Naturally, it’s a lot more difficult than that. The trust works with willing landowners who voluntarily want to protect their lands (with “willing” and “voluntarily” being the operative words).
For those who want to see that their land becomes guaranteed to never change, the trust can offer tax incentives and estate benefits to
make the deal more attractive, he said.
As riverkeeper on the South River, Muller sees the waterway up close every day.
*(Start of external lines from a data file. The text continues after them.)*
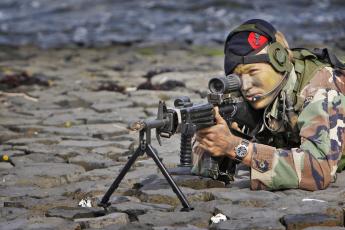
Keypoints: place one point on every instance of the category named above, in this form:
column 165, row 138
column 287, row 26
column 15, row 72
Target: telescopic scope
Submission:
column 224, row 85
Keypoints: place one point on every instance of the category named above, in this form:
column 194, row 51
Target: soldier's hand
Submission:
column 217, row 139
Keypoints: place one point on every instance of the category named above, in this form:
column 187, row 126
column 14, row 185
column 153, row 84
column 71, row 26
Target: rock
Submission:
column 85, row 143
column 45, row 175
column 100, row 96
column 301, row 221
column 155, row 218
column 105, row 107
column 134, row 209
column 74, row 212
column 40, row 223
column 244, row 224
column 150, row 98
column 92, row 161
column 112, row 152
column 186, row 227
column 235, row 212
column 167, row 196
column 101, row 174
column 189, row 81
column 246, row 197
column 103, row 221
column 35, row 140
column 11, row 213
column 92, row 130
column 36, row 158
column 29, row 191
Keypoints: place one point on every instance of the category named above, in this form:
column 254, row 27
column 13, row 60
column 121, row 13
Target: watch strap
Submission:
column 245, row 143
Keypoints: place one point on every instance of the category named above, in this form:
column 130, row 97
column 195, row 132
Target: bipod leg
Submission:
column 151, row 152
column 104, row 202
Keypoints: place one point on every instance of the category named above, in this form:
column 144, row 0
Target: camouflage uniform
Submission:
column 311, row 162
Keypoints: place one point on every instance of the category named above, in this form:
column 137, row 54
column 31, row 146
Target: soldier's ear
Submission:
column 282, row 40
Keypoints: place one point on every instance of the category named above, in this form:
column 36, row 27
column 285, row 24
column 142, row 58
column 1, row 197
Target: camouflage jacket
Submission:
column 313, row 163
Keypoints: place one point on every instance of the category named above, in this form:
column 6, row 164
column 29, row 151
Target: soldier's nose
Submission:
column 246, row 82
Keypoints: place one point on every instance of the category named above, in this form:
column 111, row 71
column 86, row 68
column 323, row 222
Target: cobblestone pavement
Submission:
column 63, row 118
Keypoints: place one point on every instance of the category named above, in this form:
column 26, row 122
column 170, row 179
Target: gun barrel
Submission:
column 147, row 124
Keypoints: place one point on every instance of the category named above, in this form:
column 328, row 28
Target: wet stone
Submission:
column 37, row 157
column 74, row 212
column 91, row 161
column 101, row 173
column 49, row 223
column 85, row 143
column 155, row 218
column 111, row 152
column 92, row 130
column 103, row 221
column 186, row 227
column 111, row 107
column 11, row 213
column 235, row 212
column 300, row 221
column 244, row 224
column 45, row 175
column 245, row 197
column 167, row 196
column 28, row 191
column 134, row 209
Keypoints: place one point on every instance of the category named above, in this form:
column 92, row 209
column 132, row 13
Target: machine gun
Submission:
column 186, row 118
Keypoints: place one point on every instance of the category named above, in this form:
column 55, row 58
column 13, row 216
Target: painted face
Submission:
column 258, row 79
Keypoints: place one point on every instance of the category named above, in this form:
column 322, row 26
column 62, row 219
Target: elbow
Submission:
column 316, row 178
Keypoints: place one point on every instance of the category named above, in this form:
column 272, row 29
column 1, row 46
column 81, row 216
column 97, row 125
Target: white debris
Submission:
column 85, row 203
column 309, row 199
column 218, row 218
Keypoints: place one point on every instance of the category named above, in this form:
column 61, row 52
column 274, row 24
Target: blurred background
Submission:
column 61, row 23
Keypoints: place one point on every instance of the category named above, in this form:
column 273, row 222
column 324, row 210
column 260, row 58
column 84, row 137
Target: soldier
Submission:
column 301, row 97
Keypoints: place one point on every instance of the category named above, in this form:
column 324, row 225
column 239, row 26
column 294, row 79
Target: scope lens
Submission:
column 216, row 85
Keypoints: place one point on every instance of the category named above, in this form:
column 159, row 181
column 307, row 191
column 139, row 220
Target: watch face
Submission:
column 241, row 151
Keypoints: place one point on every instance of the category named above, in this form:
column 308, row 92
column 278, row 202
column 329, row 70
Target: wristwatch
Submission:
column 241, row 150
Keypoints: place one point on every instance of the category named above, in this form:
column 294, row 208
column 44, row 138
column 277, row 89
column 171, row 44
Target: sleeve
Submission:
column 313, row 165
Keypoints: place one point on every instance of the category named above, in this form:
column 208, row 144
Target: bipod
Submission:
column 145, row 147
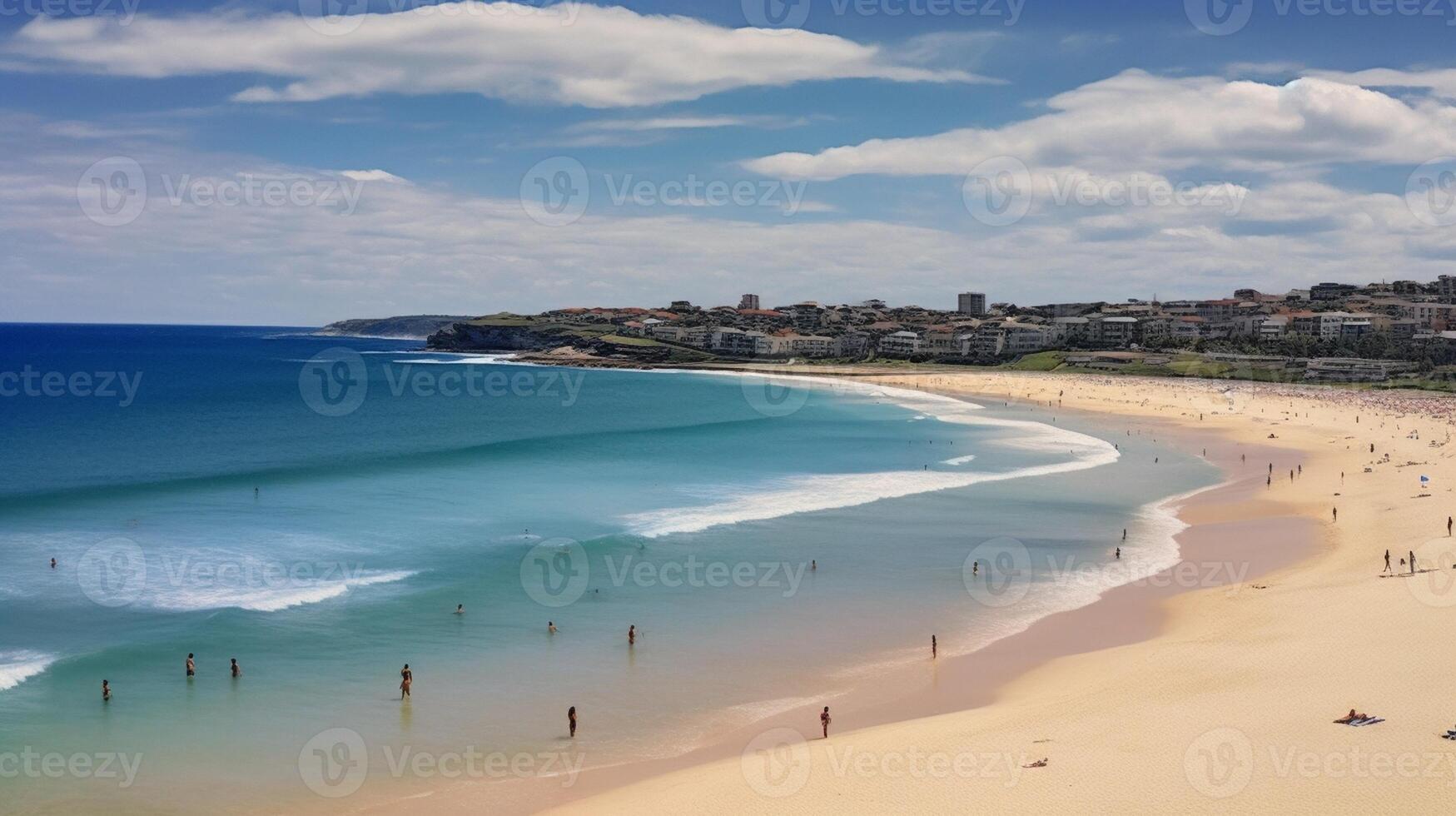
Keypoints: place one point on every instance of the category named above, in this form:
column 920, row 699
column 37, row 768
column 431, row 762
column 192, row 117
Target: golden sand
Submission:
column 1230, row 707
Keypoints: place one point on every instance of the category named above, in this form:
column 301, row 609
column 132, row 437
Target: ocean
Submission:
column 318, row 507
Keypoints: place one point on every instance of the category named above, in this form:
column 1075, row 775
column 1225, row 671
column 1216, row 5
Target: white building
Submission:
column 903, row 344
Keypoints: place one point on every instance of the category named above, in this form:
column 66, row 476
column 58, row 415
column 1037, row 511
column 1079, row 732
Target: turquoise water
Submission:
column 389, row 489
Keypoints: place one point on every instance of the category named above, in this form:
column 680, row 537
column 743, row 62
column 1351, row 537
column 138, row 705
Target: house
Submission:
column 900, row 344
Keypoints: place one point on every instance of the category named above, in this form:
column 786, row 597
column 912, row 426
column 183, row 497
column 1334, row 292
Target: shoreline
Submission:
column 1230, row 705
column 1126, row 614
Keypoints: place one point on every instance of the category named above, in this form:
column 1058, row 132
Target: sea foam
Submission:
column 268, row 598
column 807, row 495
column 17, row 666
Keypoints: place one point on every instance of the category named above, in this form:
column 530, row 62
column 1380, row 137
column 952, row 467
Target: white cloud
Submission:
column 574, row 54
column 371, row 175
column 1442, row 82
column 420, row 248
column 1137, row 122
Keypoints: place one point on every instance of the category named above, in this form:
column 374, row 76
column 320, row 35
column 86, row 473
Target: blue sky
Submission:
column 255, row 162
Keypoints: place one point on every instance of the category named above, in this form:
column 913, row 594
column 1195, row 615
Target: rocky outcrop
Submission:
column 406, row 326
column 474, row 337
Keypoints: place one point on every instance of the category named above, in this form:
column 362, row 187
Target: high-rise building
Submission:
column 971, row 303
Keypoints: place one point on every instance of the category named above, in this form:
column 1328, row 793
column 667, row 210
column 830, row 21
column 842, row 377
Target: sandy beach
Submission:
column 1210, row 691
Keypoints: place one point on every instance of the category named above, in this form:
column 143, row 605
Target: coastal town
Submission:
column 1329, row 331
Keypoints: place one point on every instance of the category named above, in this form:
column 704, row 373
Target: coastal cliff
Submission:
column 405, row 326
column 558, row 341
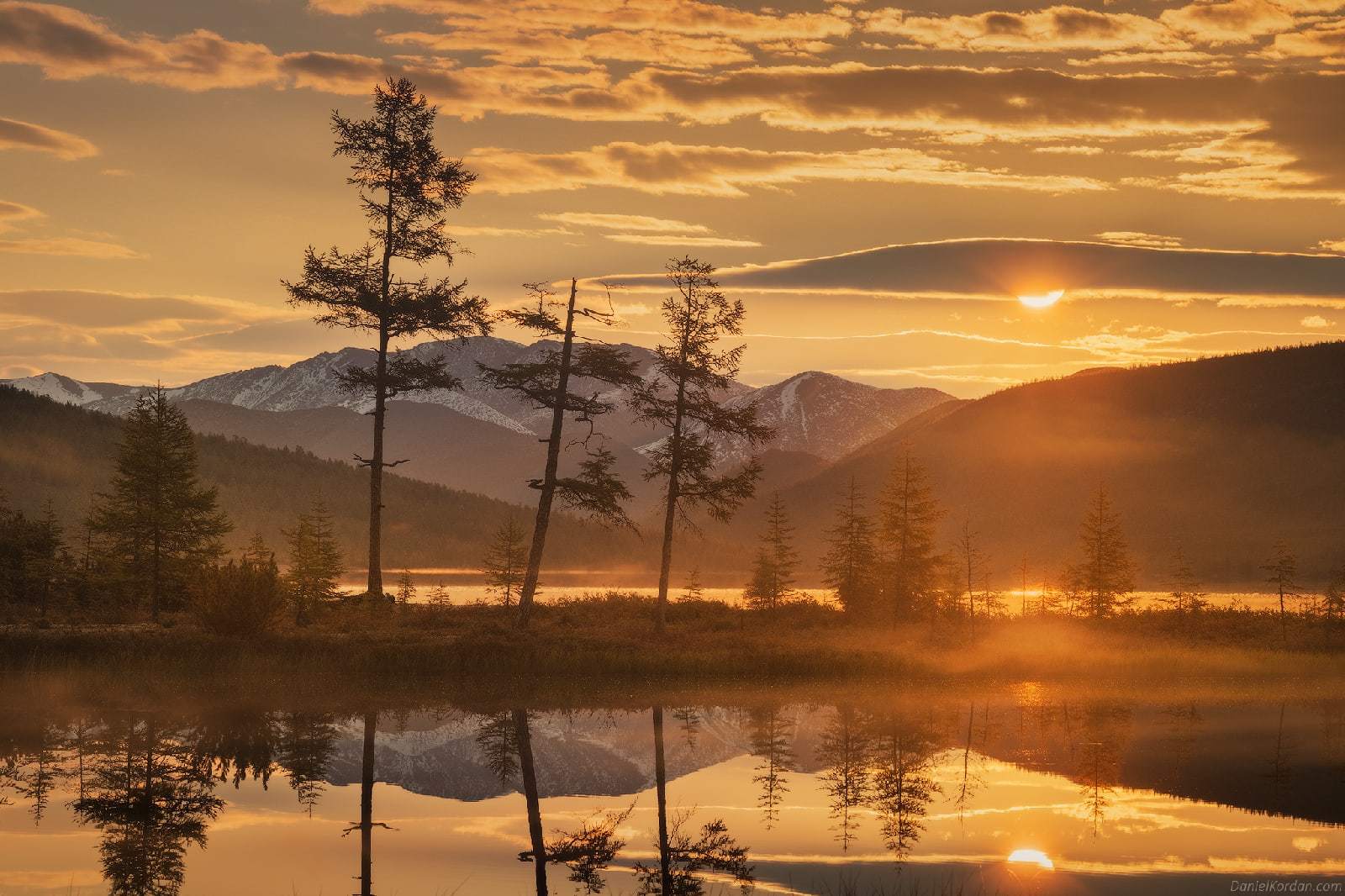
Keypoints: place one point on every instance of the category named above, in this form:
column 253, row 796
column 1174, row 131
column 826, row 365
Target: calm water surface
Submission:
column 873, row 791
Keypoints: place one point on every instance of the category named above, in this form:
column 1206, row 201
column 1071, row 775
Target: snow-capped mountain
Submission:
column 827, row 416
column 69, row 392
column 477, row 437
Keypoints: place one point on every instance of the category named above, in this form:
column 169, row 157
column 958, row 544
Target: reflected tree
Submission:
column 307, row 744
column 770, row 736
column 151, row 801
column 845, row 752
column 903, row 786
column 685, row 862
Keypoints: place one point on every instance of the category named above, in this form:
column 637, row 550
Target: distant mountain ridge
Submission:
column 481, row 439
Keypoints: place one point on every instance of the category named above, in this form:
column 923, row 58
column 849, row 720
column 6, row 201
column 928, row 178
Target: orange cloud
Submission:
column 730, row 171
column 22, row 134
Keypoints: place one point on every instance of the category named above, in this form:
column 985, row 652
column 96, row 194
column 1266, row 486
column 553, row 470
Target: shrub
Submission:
column 239, row 599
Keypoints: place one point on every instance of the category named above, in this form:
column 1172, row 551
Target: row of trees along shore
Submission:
column 154, row 541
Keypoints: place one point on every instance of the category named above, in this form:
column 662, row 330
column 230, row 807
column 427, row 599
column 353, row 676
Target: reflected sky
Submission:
column 1103, row 790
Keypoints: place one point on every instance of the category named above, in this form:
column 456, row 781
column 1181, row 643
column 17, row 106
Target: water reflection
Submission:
column 683, row 799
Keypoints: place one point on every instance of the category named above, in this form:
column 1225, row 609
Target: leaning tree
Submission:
column 405, row 187
column 683, row 396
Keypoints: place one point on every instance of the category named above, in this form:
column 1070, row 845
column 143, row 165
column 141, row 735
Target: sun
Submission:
column 1032, row 857
column 1042, row 299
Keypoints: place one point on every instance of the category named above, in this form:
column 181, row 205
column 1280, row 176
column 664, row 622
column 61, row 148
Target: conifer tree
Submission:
column 970, row 562
column 773, row 573
column 851, row 564
column 553, row 382
column 315, row 562
column 405, row 187
column 1184, row 593
column 504, row 562
column 405, row 588
column 158, row 521
column 1107, row 573
column 908, row 515
column 1282, row 572
column 683, row 396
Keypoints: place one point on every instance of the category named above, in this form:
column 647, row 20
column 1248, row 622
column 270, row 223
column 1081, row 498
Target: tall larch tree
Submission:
column 1282, row 573
column 568, row 380
column 773, row 572
column 849, row 567
column 158, row 521
column 506, row 562
column 315, row 562
column 683, row 396
column 405, row 187
column 1107, row 575
column 908, row 514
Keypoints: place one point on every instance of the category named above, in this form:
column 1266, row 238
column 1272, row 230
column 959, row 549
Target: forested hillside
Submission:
column 65, row 455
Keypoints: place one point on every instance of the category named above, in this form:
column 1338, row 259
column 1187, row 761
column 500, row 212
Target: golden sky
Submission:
column 878, row 182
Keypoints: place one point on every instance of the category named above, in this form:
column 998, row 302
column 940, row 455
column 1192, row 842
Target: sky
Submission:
column 959, row 194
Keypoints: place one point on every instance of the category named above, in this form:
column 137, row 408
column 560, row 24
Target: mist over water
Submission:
column 851, row 788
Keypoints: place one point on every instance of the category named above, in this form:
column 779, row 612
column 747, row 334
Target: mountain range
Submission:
column 1221, row 456
column 482, row 439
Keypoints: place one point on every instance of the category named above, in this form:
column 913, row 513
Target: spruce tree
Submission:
column 1184, row 593
column 159, row 524
column 315, row 562
column 683, row 396
column 405, row 187
column 908, row 515
column 849, row 567
column 1282, row 572
column 568, row 380
column 773, row 573
column 1107, row 573
column 504, row 562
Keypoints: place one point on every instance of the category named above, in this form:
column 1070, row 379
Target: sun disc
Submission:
column 1042, row 299
column 1032, row 857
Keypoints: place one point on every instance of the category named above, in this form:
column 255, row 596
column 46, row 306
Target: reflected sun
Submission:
column 1042, row 299
column 1032, row 857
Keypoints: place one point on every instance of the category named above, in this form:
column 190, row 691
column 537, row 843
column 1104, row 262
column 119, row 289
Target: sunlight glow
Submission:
column 1042, row 300
column 1032, row 857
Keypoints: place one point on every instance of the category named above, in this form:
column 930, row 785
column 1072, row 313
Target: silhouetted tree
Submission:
column 315, row 562
column 307, row 746
column 683, row 394
column 768, row 739
column 903, row 788
column 845, row 751
column 1107, row 575
column 849, row 567
column 1184, row 591
column 1282, row 572
column 150, row 801
column 405, row 187
column 405, row 588
column 683, row 860
column 504, row 562
column 158, row 521
column 551, row 382
column 970, row 562
column 773, row 572
column 908, row 515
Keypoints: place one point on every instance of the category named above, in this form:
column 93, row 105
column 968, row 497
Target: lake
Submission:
column 1022, row 788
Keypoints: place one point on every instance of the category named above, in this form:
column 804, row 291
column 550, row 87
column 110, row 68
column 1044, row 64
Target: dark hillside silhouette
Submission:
column 65, row 454
column 1223, row 455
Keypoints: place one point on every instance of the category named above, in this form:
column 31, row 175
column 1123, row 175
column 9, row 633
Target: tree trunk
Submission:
column 535, row 808
column 553, row 461
column 376, row 472
column 670, row 512
column 661, row 779
column 367, row 808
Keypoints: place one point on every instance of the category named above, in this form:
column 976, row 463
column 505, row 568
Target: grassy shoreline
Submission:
column 611, row 640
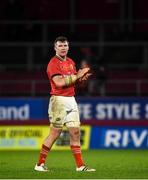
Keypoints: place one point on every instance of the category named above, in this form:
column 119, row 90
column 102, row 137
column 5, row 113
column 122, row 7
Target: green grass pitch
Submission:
column 110, row 164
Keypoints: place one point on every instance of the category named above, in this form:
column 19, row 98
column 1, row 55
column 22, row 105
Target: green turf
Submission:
column 123, row 164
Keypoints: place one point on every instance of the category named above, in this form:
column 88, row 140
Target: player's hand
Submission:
column 82, row 72
column 85, row 77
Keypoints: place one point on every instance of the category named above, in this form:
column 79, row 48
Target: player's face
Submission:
column 61, row 48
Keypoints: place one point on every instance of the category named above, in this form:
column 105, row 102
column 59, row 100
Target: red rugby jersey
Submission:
column 58, row 67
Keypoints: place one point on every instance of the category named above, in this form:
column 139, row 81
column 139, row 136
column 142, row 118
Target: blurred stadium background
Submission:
column 110, row 35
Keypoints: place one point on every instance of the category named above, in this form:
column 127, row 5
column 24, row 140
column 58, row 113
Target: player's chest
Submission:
column 67, row 68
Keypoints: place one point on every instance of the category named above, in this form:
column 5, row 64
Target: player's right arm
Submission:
column 61, row 81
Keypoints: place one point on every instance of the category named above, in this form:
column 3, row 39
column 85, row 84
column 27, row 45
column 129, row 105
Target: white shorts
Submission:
column 62, row 111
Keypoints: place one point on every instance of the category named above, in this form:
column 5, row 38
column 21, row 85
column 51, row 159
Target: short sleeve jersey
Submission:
column 58, row 67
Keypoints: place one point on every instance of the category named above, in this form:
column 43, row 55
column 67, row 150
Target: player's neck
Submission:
column 61, row 58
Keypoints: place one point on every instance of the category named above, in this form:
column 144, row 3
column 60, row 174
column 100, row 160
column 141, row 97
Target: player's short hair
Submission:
column 61, row 38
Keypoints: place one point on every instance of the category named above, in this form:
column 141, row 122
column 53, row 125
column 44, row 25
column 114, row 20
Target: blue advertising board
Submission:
column 90, row 108
column 119, row 138
column 23, row 109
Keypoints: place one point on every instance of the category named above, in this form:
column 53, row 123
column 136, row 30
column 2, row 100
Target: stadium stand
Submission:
column 105, row 38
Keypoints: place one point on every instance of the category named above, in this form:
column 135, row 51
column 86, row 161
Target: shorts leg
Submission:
column 56, row 112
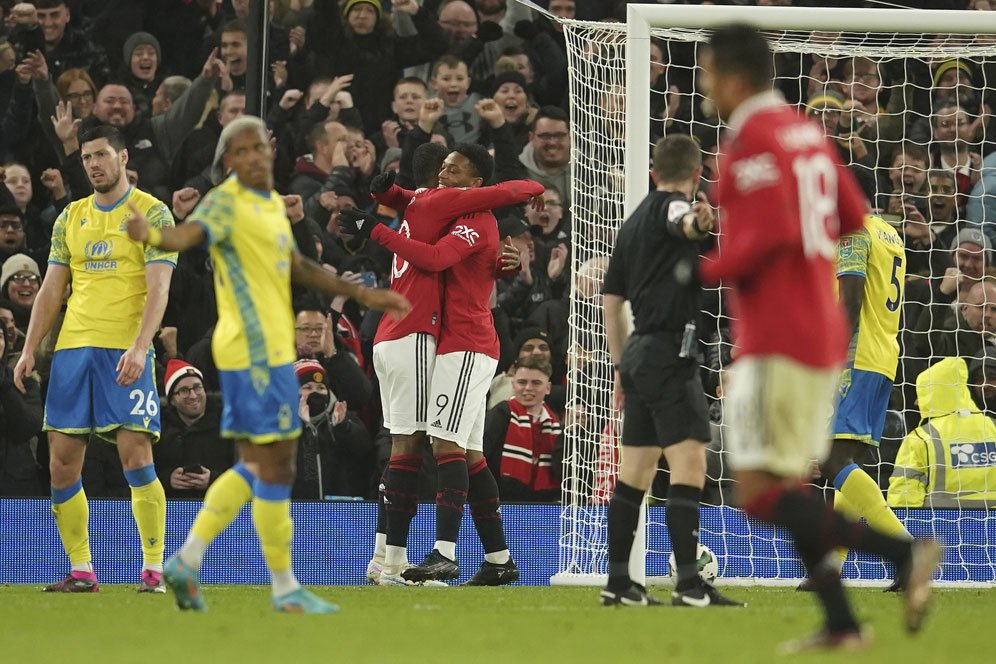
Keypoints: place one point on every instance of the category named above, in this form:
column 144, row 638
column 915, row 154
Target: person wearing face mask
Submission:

She has a widespread monitoring system in place across the watershed that offers snapshots of the river’s water quality over time.
With this information, she said she can create a scorecard of the river’s status—a score Muller said would provoke serious consequences if her children brought a similar score home from school.
Muller likes to describe the problems facing the South River (and much of the bay) as S3—septic, sewer, and stormwater.
Septic systems that have not been upgraded or are failing tend to bleed nutrients and bacteria into the river’s waters.
Sewer systems need to be fully maintained.
Stormwater can erode soils and stream banks, wash waste products into tributaries, and reduce water clarity.
The water quality in the river can get so bad that Muller advises people not to swim in its water for at least 48 hours after a rainstorm. Otherwise, she said in way-too-graphic phrasing, “You are sucking in poop water.”
Although much of the river’s problems stem from modern usage and influences, some of them are historic.
Michelsen said the watershed was largely cleared of forest in Colonial times, exposing the watershed to serious erosion and buildup of sediment in the stream valleys. This accumulation is known as legacy sediment.
To help revitalize the basin, Michelson suggested that the reintroduction of beavers in the area can help, as the dams they construct trap sediment and inundate stream valleys.
While this approach might prove problematic in an area with homes, it
becomes a helpful tool in a natural area, keeping sand and silt out of the main river.
Michelson also said he sees the need for economic incentives to drive people toward good, environmentally sound behavior. And some are moving in that direction even on their own, he said.
The public is demanding more environmentally friendly development, Michelsen said.
“People are getting more inclined to do the right thing,” he said.